Kloe, ainda com minha jaqueta, agarrou dramaticamente a garganta.
"Ah, não! Amanda, você está ficando doente? É contagioso? Sou tão suscetível a doenças com a minha condição."
Seus olhos, arregalados e medrosos, dardejavam entre mim e Gonçalo.
"E se for gripe? A gripe pode ser muito séria, especialmente com meus problemas autoimunes."
O rosto de Gonçalo se contorceu de preocupação. Ele imediatamente puxou Kloe para mais perto, envolvendo-a com um braço.
"Não se preocupe, Kloe. Teremos cuidado. Como evitamos que você pegue alguma coisa, Amanda?"
Kloe mordeu o lábio, depois olhou para Gonçalo, seus olhos brilhando com uma nova ideia.
"Talvez... talvez devêssemos pegar um quarto separado esta noite? Só para garantir. Para você não pegar nada, Gonçalo, e eu definitivamente não."
Gonçalo assentiu rapidamente.
"Essa é uma ótima ideia, Kloe! Você é tão inteligente."
Ele se virou para mim.
"Amanda, vamos pegar outro quarto. Apenas pela saúde da Kloe, você entende."
Eu os observei, a cena se desenrolando como um filme ruim. Ele estava me deixando, doente e sozinha em nosso quarto de hotel, para ir ficar com ela. De novo.

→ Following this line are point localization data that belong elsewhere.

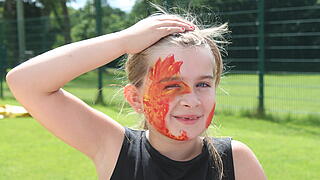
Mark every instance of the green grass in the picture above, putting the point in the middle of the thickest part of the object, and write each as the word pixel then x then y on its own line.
pixel 286 149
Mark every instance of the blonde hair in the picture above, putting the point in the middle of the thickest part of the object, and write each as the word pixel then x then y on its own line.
pixel 137 65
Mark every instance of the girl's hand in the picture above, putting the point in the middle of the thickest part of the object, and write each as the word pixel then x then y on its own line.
pixel 150 30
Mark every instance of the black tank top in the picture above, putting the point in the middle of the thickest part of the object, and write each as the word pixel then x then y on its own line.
pixel 138 160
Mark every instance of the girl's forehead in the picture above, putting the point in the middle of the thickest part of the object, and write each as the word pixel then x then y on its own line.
pixel 193 58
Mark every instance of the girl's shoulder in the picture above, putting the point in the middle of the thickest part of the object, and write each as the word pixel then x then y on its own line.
pixel 246 165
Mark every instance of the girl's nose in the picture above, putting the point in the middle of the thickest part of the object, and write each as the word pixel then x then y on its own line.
pixel 190 100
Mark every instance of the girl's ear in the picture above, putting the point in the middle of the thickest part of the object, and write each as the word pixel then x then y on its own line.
pixel 132 95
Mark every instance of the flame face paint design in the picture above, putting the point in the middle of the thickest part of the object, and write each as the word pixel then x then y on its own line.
pixel 159 94
pixel 209 119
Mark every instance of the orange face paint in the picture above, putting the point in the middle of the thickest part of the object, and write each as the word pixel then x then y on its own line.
pixel 157 97
pixel 209 119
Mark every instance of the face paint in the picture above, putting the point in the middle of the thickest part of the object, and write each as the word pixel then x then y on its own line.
pixel 163 88
pixel 208 122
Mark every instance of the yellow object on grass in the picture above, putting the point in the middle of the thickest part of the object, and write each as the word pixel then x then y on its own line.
pixel 12 111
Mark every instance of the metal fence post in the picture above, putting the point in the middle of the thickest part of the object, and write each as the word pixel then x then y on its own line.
pixel 261 55
pixel 99 99
pixel 3 66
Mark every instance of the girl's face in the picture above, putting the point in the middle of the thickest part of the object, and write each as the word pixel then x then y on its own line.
pixel 179 92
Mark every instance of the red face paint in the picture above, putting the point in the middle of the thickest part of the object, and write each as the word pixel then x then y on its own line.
pixel 209 119
pixel 157 97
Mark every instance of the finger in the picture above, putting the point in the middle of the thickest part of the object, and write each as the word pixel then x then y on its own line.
pixel 172 18
pixel 170 30
pixel 175 24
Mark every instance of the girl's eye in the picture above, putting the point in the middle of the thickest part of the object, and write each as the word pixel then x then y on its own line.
pixel 203 84
pixel 172 86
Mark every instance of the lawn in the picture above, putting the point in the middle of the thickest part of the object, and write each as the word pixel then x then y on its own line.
pixel 286 150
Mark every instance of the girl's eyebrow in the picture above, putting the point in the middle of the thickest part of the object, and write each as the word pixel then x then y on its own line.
pixel 177 78
pixel 206 77
pixel 173 78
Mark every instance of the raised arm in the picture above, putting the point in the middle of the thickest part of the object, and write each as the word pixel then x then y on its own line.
pixel 37 84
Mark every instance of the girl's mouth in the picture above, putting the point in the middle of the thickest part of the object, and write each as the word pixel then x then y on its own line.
pixel 187 119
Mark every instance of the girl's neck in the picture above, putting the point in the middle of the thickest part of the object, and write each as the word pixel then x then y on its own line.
pixel 175 150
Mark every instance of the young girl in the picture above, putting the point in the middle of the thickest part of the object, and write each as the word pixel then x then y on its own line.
pixel 173 68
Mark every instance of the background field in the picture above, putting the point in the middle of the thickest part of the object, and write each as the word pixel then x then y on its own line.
pixel 286 149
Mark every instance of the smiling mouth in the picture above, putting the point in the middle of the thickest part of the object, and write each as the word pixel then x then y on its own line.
pixel 187 119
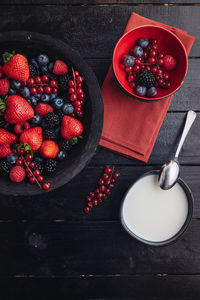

"Espere", chamei, minha voz rouca. Kloe parou na porta, virando-se lentamente. Ela ainda parecia presunçosa.
"Ah, Amanda, o que foi? Espero que você não vá fazer uma cena."
Gonçalo, sempre o protetor, interveio.
"Kloe, está tudo bem. Vamos apenas pegar dois quartos separados, Amanda. Estamos sendo responsáveis."
Soltei uma risada áspera e sem humor.
"Dois quartos? Ou um quarto, com uma desculpa muito conveniente?"
O rosto de Gonçalo escureceu.
"Amanda, já chega."
Kloe, com um sorriso açucarado, acrescentou: "Ah, Amanda, não seja boba. Vamos apenas discutir o artigo acadêmico dele. Gonçalo é meu mentor, afinal."
Levantei-me, empurrando o cobertor. Minha cabeça latejava, meu corpo doía, mas uma clareza fria e nítida se instalou em mim.
"Você sabe quem eu sou, Kloe?", perguntei, minha voz baixa e firme. "Eu sou a Capitã Amanda Paiva. Da Reserva do Exército Brasileiro."
Kloe bufou, um som desdenhoso.
"E daí? Você é uma soldada. Quem se importa? Isso não é o campo de batalha."
Meu sangue gelou. Ela não tinha ideia. Adultério e confraternização são crimes puníveis sob o Código Penal Militar, pensei, um sorriso sombrio se formando em meus lábios. E meu marido é um civil, mas Kloe... ela também é uma civil. Mas se qualquer civil interfere com uma família militar de uma forma que impacta a prontidão ou o moral militar... isso traz consequências.
Eu os vi sair, de costas para mim. Ele nem mesmo se despediu. Apenas me deixou lá.
Peguei meu telefone, meus dedos tremendo ligeiramente. A tela brilhava na luz fraca. Rolei meus contatos. Isabel. Minha melhor amiga. Ela sempre sabia o que fazer.
"Isabel", eu disse, minha voz mal um sussurro quando ela atendeu. "Preciso da sua ajuda. Gonçalo e Kloe acabaram de sair. Acho que eles estão indo para um hotel. Provavelmente um chique. Eles não vão querer ficar em qualquer lugar."